Pendant qu’ils oeuvraient à le sauver, Audrey continuait à parler au jeune homme d’une voix douce alors même qu’il avait sans doute perdu connaissance entretemps, tandis que le lieutenant Wuornos se tenait un peu plus loin, l’air sombre et pensif, aux côtés d’Olivia qui venait de les rejoindre.
-S’il survit, il ne sera jamais en sécurité nulle part, dit-il lentement.
-S’il survit, il n’y a pas que lui qui ne sera plus en sécurité, marmonna Duke.
-Ce n’est pas ce que je voulais dire et tu le sais très bien.
Ils s’affrontèrent un instant du regard et Duke, appuyé contre un mur, ne répondit finalement que par un haussement d’épaules.
-Par certains côtés, il vaudrait mieux qu’Archer soit mort, dit Olivia calmement.

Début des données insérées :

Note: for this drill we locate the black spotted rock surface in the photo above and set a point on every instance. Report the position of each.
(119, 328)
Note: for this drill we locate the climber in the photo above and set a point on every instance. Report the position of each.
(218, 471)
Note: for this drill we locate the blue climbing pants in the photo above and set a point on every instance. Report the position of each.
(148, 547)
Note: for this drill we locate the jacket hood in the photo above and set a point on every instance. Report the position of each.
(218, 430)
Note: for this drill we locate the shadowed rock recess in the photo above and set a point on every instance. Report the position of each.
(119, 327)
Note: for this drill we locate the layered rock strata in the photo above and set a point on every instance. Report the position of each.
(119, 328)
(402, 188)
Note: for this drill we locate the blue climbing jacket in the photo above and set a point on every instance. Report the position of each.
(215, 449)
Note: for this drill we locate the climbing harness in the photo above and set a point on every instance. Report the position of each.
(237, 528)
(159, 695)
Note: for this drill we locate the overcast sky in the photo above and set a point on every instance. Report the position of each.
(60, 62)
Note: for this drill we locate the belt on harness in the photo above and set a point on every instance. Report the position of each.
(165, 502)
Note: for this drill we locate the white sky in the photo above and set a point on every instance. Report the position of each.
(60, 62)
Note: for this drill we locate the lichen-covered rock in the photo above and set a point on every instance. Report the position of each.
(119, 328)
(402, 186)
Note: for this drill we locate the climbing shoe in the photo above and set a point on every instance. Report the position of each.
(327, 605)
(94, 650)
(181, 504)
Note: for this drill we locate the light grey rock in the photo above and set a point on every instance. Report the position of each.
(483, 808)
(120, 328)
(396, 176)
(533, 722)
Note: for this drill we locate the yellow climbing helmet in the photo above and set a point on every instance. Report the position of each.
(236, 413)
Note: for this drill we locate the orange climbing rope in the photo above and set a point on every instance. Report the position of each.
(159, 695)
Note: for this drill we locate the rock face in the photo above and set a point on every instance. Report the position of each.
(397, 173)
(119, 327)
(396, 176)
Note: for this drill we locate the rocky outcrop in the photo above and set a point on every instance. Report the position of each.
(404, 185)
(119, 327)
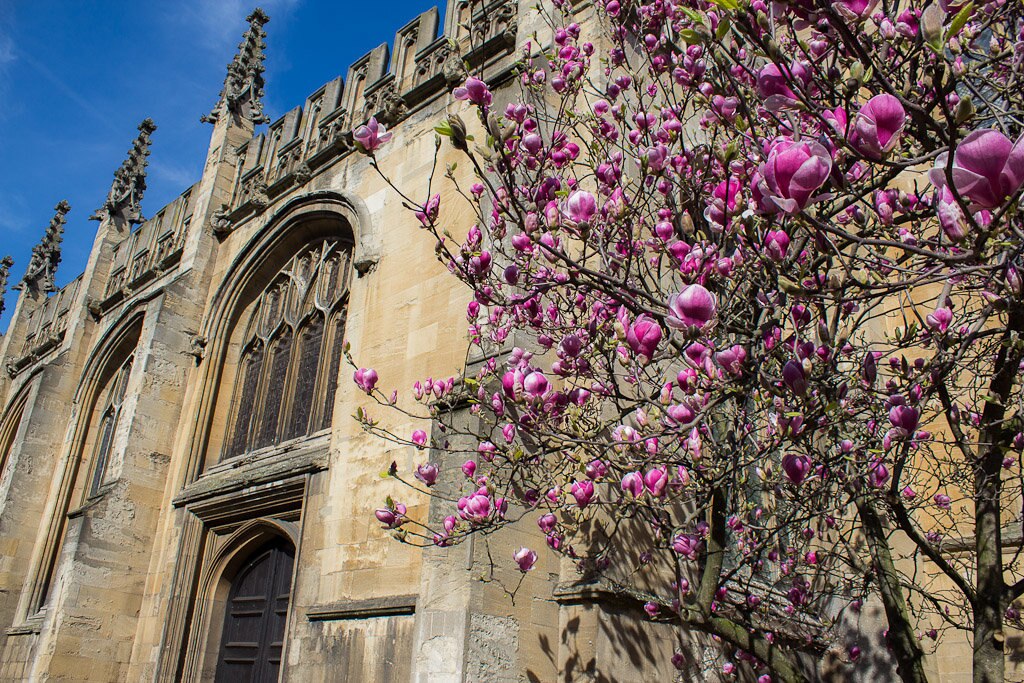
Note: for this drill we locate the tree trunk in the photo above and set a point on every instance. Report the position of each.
(909, 656)
(989, 662)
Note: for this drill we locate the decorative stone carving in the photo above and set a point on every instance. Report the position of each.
(198, 347)
(243, 91)
(453, 68)
(259, 198)
(5, 264)
(302, 173)
(129, 180)
(220, 223)
(385, 103)
(46, 255)
(94, 308)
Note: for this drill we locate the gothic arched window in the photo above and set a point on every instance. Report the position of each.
(109, 423)
(291, 351)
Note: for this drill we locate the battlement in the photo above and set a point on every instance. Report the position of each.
(47, 326)
(151, 249)
(389, 82)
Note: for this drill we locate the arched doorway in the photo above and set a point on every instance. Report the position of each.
(255, 616)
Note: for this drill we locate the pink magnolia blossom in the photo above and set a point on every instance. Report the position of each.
(633, 484)
(731, 359)
(525, 558)
(878, 474)
(796, 467)
(473, 90)
(371, 135)
(686, 545)
(776, 245)
(655, 480)
(793, 173)
(854, 10)
(392, 517)
(987, 168)
(536, 384)
(904, 417)
(581, 206)
(429, 213)
(583, 492)
(643, 336)
(692, 308)
(475, 508)
(366, 379)
(879, 125)
(427, 473)
(795, 378)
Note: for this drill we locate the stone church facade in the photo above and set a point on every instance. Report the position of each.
(183, 493)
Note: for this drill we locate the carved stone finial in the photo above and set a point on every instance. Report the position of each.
(243, 91)
(197, 347)
(129, 180)
(46, 255)
(5, 264)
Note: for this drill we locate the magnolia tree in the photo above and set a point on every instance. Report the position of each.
(747, 319)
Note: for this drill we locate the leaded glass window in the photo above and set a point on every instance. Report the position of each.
(109, 424)
(291, 351)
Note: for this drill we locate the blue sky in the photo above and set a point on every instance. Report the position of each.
(78, 76)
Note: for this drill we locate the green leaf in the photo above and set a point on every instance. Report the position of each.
(693, 15)
(960, 20)
(690, 37)
(723, 29)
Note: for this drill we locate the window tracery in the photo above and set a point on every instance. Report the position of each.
(109, 423)
(291, 351)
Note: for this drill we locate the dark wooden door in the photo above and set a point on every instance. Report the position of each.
(254, 623)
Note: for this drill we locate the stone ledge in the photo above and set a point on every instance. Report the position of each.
(307, 455)
(30, 627)
(397, 605)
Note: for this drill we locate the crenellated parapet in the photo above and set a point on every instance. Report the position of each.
(124, 200)
(5, 264)
(46, 327)
(46, 255)
(388, 83)
(148, 252)
(243, 91)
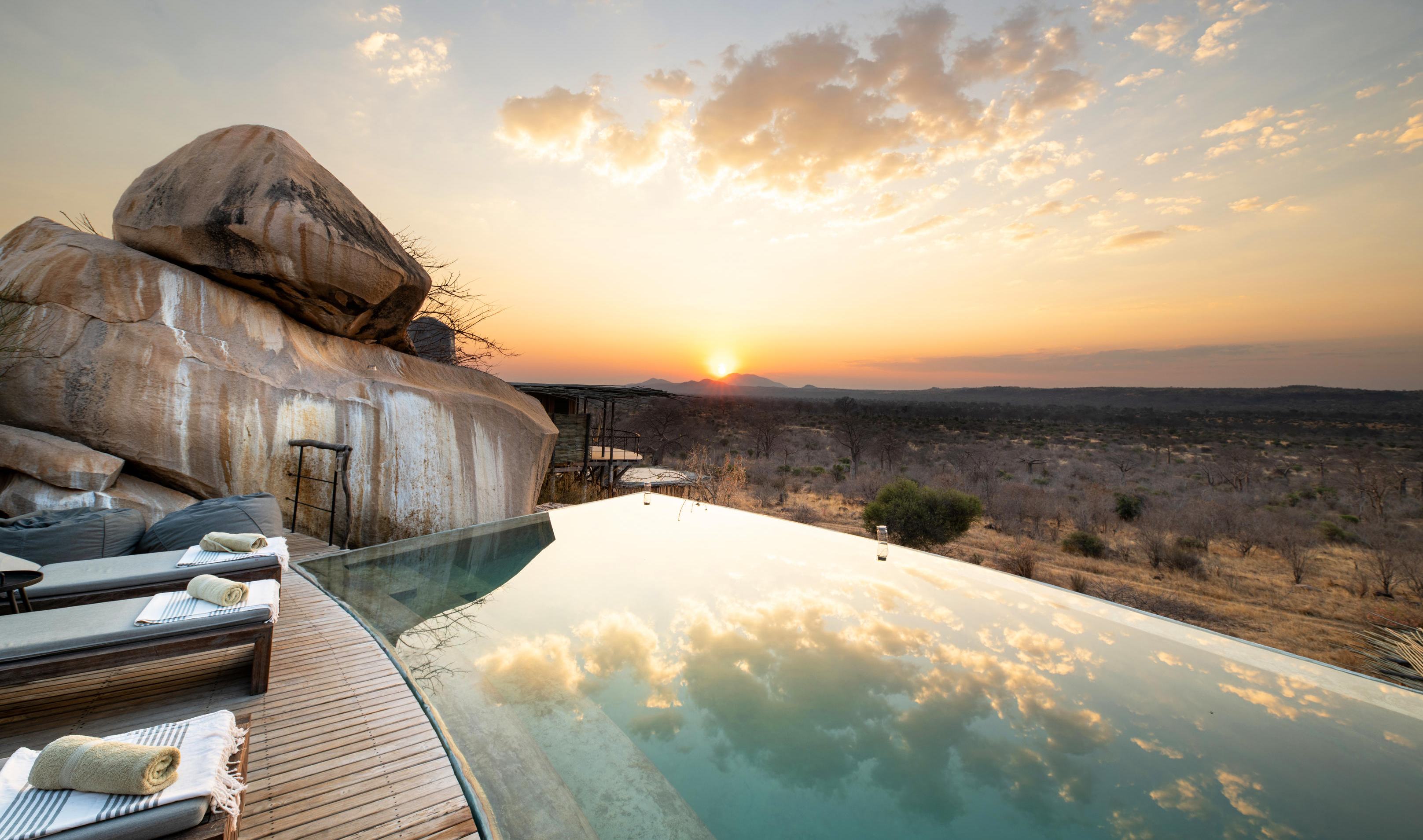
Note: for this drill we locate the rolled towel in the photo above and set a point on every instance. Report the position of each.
(77, 762)
(220, 591)
(232, 543)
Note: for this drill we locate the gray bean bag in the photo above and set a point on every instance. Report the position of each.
(76, 533)
(255, 513)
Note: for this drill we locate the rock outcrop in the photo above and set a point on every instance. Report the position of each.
(200, 386)
(250, 207)
(25, 495)
(57, 462)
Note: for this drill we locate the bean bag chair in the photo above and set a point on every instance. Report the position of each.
(76, 533)
(255, 513)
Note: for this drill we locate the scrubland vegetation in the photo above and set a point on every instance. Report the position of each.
(1290, 529)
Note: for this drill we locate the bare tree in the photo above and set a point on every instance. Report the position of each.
(850, 428)
(715, 482)
(766, 430)
(1385, 554)
(662, 425)
(1295, 544)
(456, 307)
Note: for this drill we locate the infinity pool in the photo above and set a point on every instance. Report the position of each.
(617, 670)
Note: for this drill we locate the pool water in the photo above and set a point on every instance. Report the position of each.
(675, 670)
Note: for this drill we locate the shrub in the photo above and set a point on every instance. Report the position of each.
(1129, 507)
(1021, 558)
(921, 516)
(1085, 544)
(1332, 533)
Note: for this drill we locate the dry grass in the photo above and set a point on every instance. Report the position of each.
(1250, 597)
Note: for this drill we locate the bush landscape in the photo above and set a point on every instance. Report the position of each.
(1287, 527)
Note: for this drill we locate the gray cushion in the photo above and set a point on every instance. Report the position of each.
(99, 626)
(235, 514)
(136, 570)
(146, 825)
(76, 533)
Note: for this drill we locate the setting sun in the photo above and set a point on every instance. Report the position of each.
(721, 367)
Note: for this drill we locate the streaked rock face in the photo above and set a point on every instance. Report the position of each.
(55, 460)
(201, 386)
(250, 207)
(23, 495)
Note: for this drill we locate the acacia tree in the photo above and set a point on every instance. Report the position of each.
(850, 428)
(766, 430)
(456, 307)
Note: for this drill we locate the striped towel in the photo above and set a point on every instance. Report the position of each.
(207, 745)
(276, 547)
(167, 607)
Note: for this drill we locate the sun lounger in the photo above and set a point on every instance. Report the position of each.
(113, 579)
(73, 640)
(190, 819)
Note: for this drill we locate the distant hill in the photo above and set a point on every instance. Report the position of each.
(712, 386)
(1295, 398)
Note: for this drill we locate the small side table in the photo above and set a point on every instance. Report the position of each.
(15, 576)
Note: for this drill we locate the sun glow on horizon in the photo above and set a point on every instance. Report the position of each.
(722, 365)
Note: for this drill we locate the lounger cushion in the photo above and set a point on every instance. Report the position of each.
(136, 570)
(77, 533)
(235, 514)
(146, 825)
(100, 626)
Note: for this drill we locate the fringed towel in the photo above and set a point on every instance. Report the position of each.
(220, 591)
(167, 607)
(232, 543)
(207, 745)
(276, 547)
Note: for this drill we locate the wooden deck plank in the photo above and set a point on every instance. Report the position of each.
(339, 748)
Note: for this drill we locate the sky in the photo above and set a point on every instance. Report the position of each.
(1176, 193)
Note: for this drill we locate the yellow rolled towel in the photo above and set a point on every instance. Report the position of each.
(77, 762)
(232, 543)
(215, 590)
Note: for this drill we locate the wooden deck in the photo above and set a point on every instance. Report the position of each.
(339, 745)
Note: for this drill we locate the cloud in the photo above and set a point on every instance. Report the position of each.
(555, 125)
(375, 44)
(675, 83)
(1248, 123)
(927, 225)
(1253, 204)
(1056, 209)
(1139, 77)
(1152, 747)
(1038, 160)
(1230, 146)
(1136, 240)
(1412, 133)
(820, 114)
(1162, 36)
(385, 13)
(1112, 12)
(1281, 361)
(1213, 43)
(420, 65)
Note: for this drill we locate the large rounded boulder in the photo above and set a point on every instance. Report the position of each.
(250, 207)
(201, 388)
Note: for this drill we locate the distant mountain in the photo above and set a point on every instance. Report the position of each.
(710, 386)
(1295, 398)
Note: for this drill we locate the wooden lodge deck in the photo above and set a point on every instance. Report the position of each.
(339, 745)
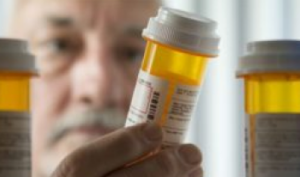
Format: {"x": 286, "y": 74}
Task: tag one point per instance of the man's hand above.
{"x": 108, "y": 156}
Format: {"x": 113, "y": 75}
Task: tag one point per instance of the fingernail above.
{"x": 190, "y": 154}
{"x": 153, "y": 132}
{"x": 196, "y": 173}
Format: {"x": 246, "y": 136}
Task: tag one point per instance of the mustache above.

Et après un instant pendant lequel tous s’étaient tourné vers elle, elle ajouta:
- Au moins aux yeux de certains.
Elle se dirigea vers la porte, jeta un œil au couloir d’à côté, où l’équipe d’intervention s’occupait des deux individus qui se prétendaient médecins et se livraient pourtant à ces expériences cruelles. Puis elle revint vers les autres, posa sur Archer un regard empreint de compassion. Après un moment d'hésitation, tout en restant ostensiblement à portée de voix pour ceux se trouvant le couloir, elle sortit son portable et appela son supérieur.
-Agent Broyles ? Oui, l’intervention s’est bien déroulée.
Elle fit une pause, eut un petit mouvement de tête à l’attention d’Audrey et Nathan, leur signifiant la confiance qu'elle plaçait désormais en eux pour la suite. Et elle reprit:
- Mais malheureusement, Monsieur, Archer est décédé.